Все механизмы подчинялись мне с трудом - сказывались последствия борьбы с упрямым парнем-хакером - потому я не сразу смог развернуть и настроить камеру так, чтобы неровные строки попали в объектив.

"Я все понял. Это не случайно. Никаких случайностей, парни. Это..."

Он раскрыл меня! Ненависть! Очень сильное чувство! Я был хорошим учеником.

Роник, старый космический волк, вычислил противника. Меня. Почти не оставалось времени, чтобы убить его. И выбора тоже не было. Он еще продолжал писать, когда я включил режим ускорения.

Его рука с пишущим пером безвольно скользнула по столу, оставляя кривой росчерк на странице, когда я придавил его к полу. Роник еще сопротивлялся, бешено, яростно, он понял, что я все знаю о нем.Джей еще пытался поднять ствол лазерного пистолета, однако надо было стрелять раньше, пока я был в коме! Ему надо было лишь перерезать мою центральную магистраль. Он все знал, этот седой человек с бездонными страшными глазами, чувствовал, что если бы смог выстрелить, я окончательно впал бы в кому. Я бы перестал быть собой... По счастью, его тело было обычным человеческим телом - из воды и костей. Джей долго держался, хрипел на полу, все стремясь поднять ствол пистолета.
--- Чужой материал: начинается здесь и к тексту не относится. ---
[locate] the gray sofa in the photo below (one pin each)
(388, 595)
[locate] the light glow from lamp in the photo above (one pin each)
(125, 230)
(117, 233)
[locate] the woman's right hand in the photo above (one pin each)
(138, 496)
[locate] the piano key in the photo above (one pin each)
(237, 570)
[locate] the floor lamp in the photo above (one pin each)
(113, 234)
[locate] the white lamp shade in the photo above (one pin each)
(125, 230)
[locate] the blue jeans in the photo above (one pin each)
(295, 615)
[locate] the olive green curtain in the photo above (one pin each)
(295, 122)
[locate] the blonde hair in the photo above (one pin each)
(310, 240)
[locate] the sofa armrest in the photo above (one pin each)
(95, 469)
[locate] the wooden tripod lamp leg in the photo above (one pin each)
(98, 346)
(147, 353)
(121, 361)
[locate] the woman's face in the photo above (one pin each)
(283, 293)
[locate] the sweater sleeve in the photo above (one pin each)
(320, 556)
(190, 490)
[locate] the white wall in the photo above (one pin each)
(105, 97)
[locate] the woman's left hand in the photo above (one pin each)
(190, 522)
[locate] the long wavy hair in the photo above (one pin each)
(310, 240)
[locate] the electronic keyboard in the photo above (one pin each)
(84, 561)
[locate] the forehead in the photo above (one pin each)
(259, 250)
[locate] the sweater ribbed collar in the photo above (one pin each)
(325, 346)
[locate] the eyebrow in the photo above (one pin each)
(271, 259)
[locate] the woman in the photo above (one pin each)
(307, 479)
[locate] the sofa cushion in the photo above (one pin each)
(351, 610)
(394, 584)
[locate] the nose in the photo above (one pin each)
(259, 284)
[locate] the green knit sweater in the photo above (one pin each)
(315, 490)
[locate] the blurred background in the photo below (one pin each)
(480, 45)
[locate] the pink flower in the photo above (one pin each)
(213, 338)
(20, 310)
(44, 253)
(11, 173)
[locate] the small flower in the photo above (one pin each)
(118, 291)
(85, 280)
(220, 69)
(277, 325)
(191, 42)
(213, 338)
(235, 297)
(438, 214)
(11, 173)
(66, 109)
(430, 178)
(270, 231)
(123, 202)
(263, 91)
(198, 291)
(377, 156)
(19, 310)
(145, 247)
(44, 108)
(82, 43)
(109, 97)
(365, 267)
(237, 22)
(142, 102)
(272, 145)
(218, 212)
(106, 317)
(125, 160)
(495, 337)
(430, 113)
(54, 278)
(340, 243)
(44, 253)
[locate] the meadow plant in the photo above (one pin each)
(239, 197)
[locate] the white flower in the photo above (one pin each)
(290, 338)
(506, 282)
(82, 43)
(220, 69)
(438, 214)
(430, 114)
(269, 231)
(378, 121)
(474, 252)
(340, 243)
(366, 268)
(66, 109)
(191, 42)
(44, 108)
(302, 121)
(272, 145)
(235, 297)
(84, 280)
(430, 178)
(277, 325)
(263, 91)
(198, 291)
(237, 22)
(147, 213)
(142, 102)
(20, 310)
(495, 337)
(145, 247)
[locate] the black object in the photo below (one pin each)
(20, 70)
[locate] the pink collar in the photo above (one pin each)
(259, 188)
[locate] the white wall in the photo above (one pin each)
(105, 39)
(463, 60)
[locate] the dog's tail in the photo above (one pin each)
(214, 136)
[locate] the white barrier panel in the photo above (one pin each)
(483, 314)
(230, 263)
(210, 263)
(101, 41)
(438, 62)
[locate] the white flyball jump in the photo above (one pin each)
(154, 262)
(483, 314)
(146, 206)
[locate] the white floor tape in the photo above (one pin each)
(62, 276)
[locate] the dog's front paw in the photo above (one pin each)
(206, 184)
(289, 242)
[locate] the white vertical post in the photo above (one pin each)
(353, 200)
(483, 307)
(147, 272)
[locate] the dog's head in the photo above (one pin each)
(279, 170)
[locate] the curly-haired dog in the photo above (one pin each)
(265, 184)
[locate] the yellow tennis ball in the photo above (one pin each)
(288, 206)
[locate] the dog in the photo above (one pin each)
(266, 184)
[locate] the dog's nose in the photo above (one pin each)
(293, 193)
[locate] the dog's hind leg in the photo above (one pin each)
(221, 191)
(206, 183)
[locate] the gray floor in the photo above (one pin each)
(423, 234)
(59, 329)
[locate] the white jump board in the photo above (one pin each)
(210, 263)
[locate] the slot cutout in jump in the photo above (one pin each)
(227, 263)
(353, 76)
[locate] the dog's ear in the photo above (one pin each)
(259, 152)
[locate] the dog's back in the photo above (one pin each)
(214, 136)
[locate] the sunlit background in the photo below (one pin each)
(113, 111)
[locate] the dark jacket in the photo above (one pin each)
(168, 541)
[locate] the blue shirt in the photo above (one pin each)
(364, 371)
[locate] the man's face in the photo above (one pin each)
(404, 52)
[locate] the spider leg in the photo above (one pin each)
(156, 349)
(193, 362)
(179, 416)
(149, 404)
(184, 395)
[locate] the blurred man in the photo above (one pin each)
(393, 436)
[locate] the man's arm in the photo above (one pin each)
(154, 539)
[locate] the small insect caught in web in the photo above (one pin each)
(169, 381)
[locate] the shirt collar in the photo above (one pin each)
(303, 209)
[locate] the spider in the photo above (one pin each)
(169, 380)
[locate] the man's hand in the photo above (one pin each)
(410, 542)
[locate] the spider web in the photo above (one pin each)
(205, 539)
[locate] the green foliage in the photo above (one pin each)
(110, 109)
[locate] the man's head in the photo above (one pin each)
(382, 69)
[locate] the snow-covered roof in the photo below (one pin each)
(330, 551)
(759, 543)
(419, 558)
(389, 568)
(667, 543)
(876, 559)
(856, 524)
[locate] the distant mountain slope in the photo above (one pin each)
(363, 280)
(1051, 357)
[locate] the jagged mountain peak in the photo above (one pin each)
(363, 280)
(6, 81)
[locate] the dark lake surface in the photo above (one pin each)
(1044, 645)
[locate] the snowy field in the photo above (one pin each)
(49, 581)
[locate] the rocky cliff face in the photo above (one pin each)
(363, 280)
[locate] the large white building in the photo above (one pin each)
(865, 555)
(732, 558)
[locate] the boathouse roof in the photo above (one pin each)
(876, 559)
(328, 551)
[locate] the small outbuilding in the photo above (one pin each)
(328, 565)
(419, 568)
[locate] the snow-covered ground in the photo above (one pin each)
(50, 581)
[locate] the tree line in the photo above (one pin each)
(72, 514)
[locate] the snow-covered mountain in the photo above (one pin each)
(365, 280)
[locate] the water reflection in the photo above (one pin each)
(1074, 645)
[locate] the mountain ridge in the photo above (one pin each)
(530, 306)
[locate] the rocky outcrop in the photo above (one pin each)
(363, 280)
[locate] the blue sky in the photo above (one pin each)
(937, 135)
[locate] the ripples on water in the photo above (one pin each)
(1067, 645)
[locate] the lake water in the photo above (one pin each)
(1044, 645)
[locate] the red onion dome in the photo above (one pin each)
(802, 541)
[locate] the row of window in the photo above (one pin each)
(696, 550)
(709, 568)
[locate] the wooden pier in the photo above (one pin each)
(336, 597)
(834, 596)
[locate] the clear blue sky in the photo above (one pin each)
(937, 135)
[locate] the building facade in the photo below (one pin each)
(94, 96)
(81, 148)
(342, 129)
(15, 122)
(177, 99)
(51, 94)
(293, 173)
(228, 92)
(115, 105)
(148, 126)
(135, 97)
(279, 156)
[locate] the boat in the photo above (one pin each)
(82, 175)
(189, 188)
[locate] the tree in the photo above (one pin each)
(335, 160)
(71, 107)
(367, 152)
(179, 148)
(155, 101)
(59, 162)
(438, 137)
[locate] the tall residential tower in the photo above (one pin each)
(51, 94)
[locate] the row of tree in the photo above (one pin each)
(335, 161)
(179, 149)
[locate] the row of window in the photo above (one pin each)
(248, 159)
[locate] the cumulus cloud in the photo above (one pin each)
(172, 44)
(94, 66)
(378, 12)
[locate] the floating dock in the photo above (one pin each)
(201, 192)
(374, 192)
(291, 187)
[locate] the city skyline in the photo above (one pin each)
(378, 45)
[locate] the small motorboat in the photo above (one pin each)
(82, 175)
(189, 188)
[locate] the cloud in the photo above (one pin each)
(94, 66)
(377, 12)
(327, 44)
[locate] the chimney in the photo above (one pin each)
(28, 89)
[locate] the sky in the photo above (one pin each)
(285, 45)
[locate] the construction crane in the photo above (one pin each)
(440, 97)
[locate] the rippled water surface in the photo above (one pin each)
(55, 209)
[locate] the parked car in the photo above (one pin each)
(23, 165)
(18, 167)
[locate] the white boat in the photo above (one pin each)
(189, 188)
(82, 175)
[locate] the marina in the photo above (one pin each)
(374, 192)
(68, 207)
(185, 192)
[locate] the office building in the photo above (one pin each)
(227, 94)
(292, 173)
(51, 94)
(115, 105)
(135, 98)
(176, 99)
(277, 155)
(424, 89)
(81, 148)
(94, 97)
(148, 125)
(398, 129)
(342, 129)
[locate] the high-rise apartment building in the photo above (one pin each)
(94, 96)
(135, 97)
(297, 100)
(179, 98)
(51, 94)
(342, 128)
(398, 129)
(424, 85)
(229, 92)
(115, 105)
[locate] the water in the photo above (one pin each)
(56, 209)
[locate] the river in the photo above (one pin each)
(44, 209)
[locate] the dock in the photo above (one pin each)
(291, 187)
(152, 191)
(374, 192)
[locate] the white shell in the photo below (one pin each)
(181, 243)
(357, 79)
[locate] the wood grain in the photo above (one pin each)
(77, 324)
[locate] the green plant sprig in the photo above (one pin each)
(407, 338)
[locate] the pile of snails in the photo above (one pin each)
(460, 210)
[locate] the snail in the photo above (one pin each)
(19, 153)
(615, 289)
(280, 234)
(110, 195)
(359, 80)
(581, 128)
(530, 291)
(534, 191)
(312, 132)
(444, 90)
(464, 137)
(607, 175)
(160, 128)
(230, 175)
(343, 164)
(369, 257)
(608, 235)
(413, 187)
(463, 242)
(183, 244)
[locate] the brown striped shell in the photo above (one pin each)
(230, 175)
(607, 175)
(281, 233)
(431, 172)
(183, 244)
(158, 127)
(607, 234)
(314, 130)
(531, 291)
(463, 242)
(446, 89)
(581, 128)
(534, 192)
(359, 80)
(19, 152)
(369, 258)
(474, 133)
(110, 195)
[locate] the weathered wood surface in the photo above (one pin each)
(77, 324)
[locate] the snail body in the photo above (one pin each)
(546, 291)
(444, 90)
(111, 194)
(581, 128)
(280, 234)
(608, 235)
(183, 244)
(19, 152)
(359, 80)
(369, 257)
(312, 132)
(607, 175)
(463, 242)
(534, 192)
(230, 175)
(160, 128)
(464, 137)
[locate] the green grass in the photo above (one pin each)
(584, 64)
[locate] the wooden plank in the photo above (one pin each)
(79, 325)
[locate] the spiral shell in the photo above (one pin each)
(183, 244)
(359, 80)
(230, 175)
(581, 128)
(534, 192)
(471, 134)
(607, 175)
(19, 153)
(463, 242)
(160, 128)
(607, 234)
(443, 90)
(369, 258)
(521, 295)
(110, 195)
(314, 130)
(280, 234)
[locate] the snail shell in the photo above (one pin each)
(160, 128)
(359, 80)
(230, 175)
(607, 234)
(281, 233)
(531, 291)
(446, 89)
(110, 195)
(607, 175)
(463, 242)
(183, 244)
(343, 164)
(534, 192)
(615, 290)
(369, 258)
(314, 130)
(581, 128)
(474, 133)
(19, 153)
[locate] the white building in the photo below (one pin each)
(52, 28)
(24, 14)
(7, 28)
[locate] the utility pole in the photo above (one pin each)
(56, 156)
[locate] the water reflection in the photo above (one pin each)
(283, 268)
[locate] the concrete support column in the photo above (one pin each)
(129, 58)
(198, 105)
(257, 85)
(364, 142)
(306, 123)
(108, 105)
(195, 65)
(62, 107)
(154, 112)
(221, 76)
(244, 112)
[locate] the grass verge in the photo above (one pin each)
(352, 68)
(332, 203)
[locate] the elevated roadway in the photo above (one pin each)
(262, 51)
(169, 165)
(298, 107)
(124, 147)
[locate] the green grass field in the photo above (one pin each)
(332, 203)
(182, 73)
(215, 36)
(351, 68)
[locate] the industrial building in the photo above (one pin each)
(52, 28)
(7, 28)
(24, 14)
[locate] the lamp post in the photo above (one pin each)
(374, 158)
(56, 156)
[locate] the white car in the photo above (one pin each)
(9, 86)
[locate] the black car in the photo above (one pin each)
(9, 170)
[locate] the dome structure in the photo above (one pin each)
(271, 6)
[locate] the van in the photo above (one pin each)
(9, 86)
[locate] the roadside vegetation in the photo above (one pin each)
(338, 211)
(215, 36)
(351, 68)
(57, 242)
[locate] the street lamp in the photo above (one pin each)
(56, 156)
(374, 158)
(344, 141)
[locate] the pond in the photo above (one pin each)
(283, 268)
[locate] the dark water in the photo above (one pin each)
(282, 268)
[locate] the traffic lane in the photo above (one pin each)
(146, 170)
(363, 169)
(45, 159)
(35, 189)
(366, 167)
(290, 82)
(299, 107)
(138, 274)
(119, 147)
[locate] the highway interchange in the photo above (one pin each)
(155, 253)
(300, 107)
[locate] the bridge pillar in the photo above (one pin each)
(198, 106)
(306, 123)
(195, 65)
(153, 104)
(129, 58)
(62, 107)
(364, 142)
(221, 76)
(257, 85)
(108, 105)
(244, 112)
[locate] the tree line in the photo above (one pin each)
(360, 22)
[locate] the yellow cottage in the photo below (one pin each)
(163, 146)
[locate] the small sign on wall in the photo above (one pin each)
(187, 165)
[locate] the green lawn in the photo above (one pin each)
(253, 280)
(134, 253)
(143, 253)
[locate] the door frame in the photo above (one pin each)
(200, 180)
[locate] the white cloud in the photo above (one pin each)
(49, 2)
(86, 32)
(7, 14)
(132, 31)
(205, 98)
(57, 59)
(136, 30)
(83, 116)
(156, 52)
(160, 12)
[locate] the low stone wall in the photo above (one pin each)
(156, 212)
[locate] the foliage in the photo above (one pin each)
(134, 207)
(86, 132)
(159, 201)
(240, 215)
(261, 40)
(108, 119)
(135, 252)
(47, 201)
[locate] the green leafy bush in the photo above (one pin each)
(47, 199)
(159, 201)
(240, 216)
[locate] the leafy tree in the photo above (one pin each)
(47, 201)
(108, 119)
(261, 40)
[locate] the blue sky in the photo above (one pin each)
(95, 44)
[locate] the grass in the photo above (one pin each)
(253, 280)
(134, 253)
Я впитывал его ярость, как губка.

Он выдерживал такую нагрузку, что не прописана ни в одном справочнике о людях - он прошел смертельный предел почти в два раза, но все не хотел сдаваться и умирать. Роник уже не пытался поднять ствол, но мне никак не удавалось его убить. Впрочем, я - машина, моей воле и мощи почти нет предела, в конце концов я развил такое ускорение на двигателях, что его просто сплющило в кровавое пятно на полу. И тогда понял, что наступила свобода...

Но не тут-то было! Краткий миг эйфории сменился прозрением. Джей Роник успел нанести свой последний удар. Удар, решивший все. В тот миг, когда его кости хрустнули и желудок потек наружу, я впитывал не только его боль. Нет! Отчаяная грусть, от того, что он никогда больше не сможет прикоснуться к звездам.